MM. Rockfeller et Ford doivent donc être regardés, non comme des bienfaiteurs de l’humanité mais comme de véritables calamités ! Que leurs noms soient honnis et remplacés par ceux des ingénieurs et industriels injustement oubliés dont il vient d’être fait mention dans le présent communiqué.

Il convient par ailleurs que nous réagissions vigoureusement contre les vélléités de domination mondiale qui émanent de cette nation d’aventuriers, de boutiquiers et de bigots que sont les Etats-Unis d’Amérique. Au « Buy American » des Etatsunisiens, répondons par un « Buy European » en boycottant tous les produits made in USA (et pas seulement le coca-cola, Disneyland et les Mac Do). Boycottons également les produits britanniques aussi longtemps que le gouvernement de ce pays se fera le complice de la politique criminelle menée par la Maison Blanche.

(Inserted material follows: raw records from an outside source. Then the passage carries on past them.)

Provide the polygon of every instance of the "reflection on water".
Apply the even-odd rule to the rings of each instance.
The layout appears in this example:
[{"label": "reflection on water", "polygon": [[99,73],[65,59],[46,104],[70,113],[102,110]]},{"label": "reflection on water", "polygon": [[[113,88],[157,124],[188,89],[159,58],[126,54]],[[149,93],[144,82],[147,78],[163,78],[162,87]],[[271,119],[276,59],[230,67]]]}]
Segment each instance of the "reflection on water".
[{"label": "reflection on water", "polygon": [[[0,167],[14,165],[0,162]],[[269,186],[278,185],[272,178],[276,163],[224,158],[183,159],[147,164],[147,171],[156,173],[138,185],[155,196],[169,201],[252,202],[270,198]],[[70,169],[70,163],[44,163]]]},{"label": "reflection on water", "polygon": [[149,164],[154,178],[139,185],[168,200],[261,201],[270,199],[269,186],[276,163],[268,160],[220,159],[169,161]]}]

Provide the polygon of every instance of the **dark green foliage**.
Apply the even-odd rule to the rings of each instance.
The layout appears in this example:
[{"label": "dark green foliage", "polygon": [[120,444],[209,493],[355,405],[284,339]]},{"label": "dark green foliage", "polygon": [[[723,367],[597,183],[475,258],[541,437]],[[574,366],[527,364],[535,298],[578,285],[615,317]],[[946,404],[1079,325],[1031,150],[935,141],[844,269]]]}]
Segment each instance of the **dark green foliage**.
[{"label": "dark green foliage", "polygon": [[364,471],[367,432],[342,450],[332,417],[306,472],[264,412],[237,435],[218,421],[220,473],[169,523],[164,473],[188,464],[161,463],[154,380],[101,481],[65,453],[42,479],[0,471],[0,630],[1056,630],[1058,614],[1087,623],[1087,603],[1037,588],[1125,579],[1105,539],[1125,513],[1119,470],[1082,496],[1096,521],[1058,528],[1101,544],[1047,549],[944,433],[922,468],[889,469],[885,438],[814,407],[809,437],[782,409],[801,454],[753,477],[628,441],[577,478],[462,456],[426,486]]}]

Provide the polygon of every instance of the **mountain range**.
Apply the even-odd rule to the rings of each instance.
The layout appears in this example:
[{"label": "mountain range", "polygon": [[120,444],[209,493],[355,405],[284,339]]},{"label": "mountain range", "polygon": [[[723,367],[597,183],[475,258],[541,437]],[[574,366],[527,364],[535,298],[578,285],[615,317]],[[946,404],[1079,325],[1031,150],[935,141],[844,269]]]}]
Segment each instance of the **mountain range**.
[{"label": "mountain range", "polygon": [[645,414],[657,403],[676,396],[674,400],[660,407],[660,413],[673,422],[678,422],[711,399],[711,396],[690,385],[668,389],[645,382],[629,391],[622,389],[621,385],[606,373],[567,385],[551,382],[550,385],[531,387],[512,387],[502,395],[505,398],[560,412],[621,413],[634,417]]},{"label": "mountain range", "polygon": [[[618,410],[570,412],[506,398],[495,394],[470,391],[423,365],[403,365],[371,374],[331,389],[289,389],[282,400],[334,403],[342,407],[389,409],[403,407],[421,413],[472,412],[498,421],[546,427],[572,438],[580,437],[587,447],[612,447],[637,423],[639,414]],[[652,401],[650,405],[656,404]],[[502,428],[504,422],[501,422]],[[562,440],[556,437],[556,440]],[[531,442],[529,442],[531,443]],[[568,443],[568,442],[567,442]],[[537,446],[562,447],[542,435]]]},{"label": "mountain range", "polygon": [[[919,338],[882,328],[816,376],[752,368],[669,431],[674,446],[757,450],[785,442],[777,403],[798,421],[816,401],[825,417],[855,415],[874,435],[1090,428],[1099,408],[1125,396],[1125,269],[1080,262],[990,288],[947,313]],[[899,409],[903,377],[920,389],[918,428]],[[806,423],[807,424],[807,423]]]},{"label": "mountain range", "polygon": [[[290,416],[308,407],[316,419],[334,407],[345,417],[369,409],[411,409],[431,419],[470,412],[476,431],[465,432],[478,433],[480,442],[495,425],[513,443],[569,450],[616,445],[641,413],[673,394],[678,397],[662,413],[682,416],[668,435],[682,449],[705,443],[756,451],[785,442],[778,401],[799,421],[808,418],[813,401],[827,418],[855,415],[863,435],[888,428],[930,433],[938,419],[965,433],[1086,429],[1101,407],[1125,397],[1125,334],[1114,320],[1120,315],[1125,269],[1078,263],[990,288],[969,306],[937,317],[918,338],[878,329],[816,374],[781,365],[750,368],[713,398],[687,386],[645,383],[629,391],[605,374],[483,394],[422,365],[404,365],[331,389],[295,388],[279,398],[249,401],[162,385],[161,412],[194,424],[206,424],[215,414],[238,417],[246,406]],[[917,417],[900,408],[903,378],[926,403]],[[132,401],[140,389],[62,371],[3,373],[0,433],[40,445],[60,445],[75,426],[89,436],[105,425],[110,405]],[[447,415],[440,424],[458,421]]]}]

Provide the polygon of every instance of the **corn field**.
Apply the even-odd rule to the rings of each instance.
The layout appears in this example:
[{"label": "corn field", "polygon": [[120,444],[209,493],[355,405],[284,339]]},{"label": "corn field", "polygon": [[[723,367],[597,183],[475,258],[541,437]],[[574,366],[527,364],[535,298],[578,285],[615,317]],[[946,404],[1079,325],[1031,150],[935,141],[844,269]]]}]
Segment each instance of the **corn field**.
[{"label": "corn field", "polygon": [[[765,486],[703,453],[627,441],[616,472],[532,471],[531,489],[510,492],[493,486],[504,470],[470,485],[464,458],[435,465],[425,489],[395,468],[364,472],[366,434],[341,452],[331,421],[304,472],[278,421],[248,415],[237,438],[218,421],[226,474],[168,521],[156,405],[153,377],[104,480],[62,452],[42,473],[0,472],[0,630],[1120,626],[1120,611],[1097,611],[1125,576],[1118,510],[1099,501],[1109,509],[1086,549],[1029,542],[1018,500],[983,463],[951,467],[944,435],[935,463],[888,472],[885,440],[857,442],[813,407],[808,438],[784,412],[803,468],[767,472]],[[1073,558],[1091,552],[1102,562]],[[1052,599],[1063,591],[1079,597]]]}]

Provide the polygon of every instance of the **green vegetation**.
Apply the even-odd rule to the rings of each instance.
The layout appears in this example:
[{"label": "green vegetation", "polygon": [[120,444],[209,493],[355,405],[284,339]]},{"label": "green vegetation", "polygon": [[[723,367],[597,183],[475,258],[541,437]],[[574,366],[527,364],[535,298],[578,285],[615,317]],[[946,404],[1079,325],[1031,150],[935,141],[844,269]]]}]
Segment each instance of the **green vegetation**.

A titre indicatif, M. Daniel DEPRIS, président du CEPHES, détient un très grand nombre de documents relatifs à l’histoire des sciences et technologies, à l’histoire de l’électricité, à l’histoire des moyens de locomotion et en particulier aux moyens de transports non polluants. Parmi ces documents, figurent des centaines d’illustrations (dessins et photographies) datant du XIXe siècle et de la première moitié du XXe siècle. Ces de cette collection que sont extraits les quelques documents qui illustrent le présent communiqué.

Daniel DEPRIS est l’auteur d’un ouvrage relatif à la voiture électrique qui n’a pas encore été publié et dont le manuscrit sera prochainement réactualisé en vue d’une auto-édition sur CD-Rom.